Par ces motifs : LA COUR, Reçoit les appels principal et incident réguliers en la forme. Confirme le jugement du Tribunal de commerce de Paris du 25 mai 1993 en ce qu'il a dit que le contrat de franchise conclu le 11 septembre 1984 entre les sociétés du groupe André et la société Mahou n'avait été résilié qu'à la date du 20 novembre 1990 et en ce qu'il a condamné solidairement la Compagnie Internationale de la Chaussure, la SA Chaussures André et la SNC Chaussures André et Cie à payer à la société Bernard Mahou la somme de 458 000 F au titre de contrat de franchise, ainsi qu'aux dépens de première instance.

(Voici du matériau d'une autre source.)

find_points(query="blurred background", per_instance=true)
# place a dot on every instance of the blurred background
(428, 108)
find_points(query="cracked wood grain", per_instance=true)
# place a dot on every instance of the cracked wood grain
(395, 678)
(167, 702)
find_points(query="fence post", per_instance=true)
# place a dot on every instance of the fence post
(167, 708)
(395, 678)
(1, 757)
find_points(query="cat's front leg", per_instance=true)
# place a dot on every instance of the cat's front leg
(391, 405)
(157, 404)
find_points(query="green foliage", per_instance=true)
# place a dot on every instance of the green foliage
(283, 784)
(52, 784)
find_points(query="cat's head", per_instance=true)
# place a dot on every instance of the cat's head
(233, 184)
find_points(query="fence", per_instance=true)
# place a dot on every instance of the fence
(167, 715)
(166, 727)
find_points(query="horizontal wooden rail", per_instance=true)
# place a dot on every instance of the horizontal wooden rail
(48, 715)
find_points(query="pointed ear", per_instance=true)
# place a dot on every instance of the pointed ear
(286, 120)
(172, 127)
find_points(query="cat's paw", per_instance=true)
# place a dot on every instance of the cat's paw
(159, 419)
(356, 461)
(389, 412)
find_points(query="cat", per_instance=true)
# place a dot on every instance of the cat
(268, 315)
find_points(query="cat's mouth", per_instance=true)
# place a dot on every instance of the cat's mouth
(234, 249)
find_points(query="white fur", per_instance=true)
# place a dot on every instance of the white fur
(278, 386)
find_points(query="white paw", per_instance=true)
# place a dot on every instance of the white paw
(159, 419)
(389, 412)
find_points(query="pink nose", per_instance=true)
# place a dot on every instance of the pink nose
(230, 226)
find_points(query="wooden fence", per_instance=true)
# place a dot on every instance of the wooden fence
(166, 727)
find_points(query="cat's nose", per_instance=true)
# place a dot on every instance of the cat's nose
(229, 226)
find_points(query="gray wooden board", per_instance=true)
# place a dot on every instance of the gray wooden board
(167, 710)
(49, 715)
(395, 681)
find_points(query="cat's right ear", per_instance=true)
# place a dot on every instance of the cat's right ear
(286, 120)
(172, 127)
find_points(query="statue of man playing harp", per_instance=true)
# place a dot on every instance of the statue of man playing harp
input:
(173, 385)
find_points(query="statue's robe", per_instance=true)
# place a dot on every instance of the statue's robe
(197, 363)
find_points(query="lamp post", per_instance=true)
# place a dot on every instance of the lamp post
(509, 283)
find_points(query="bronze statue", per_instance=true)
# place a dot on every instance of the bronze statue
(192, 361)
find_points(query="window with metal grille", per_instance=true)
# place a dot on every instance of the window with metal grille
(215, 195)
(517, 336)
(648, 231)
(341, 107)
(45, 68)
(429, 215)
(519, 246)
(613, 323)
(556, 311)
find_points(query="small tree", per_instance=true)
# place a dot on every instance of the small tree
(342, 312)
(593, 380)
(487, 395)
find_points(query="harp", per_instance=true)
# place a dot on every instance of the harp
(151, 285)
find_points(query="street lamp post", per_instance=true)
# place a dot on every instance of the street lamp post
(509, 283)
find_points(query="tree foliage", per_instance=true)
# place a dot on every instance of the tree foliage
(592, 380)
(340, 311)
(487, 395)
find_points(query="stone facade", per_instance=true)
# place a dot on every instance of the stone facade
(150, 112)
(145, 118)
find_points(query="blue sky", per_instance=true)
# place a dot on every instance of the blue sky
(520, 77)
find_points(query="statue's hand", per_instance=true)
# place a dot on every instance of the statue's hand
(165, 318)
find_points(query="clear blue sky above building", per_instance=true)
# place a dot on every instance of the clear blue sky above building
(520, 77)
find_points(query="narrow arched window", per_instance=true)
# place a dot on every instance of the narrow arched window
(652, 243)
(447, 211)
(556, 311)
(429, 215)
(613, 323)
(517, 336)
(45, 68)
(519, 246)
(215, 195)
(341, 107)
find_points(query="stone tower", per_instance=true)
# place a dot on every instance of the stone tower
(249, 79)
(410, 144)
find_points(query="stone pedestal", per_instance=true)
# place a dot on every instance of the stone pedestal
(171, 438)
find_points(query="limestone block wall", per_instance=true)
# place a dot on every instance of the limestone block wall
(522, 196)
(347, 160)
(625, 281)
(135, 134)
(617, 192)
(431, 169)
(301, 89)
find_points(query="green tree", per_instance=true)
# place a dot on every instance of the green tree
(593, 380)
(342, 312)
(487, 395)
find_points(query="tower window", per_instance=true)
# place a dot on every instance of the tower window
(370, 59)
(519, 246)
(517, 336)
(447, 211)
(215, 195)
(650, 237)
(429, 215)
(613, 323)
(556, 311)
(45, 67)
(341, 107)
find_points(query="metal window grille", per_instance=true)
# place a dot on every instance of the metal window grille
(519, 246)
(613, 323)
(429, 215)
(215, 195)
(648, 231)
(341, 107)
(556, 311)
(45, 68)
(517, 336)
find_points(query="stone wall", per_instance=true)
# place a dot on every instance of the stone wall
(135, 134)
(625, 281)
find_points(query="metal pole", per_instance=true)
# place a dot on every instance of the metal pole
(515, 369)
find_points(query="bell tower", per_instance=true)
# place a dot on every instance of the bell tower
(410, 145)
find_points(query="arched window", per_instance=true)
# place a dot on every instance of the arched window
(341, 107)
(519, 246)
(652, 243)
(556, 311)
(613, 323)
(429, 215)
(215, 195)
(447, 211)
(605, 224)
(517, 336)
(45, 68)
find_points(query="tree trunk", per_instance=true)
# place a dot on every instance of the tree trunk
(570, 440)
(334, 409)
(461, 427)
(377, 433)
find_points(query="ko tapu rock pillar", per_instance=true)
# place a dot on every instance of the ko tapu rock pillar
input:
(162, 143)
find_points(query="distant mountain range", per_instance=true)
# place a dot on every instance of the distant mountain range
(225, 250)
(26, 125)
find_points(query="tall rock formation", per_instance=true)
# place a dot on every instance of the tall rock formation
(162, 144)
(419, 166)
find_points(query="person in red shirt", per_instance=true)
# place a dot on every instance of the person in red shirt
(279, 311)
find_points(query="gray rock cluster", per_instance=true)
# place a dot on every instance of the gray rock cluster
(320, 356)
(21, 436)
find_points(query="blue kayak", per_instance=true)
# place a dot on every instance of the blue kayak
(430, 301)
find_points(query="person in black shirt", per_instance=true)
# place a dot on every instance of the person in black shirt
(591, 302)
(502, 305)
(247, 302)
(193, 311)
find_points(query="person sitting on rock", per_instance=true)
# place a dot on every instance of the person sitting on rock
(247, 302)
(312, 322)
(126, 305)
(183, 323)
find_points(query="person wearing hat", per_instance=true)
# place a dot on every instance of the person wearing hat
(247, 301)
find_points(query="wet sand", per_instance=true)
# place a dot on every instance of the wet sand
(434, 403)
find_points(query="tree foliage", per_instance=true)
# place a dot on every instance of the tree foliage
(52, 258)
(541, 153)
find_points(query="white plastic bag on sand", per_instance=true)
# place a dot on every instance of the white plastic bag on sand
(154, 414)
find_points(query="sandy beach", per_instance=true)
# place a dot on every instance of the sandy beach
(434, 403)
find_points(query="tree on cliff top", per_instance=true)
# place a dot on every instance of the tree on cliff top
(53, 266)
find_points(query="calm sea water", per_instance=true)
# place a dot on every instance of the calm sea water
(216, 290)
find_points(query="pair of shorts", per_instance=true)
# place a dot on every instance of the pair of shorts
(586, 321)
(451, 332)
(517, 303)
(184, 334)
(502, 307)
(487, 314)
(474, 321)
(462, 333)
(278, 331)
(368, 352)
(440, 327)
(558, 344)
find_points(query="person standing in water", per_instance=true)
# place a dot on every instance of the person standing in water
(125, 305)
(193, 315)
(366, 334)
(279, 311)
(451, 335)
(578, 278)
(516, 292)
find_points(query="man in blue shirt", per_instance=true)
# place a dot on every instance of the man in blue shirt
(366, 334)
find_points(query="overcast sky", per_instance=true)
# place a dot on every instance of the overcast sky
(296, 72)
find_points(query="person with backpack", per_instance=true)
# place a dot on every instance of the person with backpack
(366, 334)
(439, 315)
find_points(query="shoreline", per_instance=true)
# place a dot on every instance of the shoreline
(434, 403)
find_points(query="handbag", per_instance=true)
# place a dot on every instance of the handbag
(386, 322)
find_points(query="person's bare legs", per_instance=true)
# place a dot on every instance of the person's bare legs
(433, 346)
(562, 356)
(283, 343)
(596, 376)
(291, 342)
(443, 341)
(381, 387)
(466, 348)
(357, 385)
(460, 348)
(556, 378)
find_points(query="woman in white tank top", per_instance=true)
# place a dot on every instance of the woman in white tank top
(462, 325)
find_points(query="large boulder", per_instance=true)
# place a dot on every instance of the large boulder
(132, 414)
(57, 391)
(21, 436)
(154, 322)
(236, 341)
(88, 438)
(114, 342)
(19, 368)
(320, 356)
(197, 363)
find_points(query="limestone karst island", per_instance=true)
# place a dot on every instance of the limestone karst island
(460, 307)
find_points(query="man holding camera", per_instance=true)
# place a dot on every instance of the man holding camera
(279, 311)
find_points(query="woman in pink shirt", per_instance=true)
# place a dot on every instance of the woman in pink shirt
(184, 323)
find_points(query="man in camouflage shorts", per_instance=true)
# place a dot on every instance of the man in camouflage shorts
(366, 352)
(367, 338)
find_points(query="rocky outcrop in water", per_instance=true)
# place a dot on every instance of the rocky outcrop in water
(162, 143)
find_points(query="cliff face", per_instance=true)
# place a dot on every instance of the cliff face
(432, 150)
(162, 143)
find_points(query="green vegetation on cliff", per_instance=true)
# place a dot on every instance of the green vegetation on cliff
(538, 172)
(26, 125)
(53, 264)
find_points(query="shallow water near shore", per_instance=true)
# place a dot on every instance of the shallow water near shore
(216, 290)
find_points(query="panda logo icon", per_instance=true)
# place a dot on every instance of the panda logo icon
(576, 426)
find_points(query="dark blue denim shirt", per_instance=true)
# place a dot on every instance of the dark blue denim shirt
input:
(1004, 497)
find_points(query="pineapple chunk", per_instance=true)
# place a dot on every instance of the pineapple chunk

L'infirme pour le surplus et, statuant à nouveau, Condamne solidairement les sociétés CIC, Chaussures André et Chaussures André et Cie à payer à la société Bernard Mahou la somme de 411 000 F au titre du contrat de gérance du 10 mars 1986. Déboute la société Mahou de sa demande de dommages-intérêts pour concurrence déloyale. Condamne solidairement les sociétés du groupe André à verser à la société Mahou une indemnité de 20 000 F en application de l'article 700 du nouveau code de procédure civile. Déboute les parties de tous chefs de demandes plus amples ou contraires à la motivation du présent arrêt. Condamne solidairement les sociétés CIC, Chaussures André et Chaussures André et Cie aux dépens d'appel et autorise la SCP Parmentier Hardouin, titulaire d'un office d'avoué, à poursuivre le recouvrement de ceux qu'elle a exposés selon les dispositions de l'article 699 du nouveau code de procédure civile.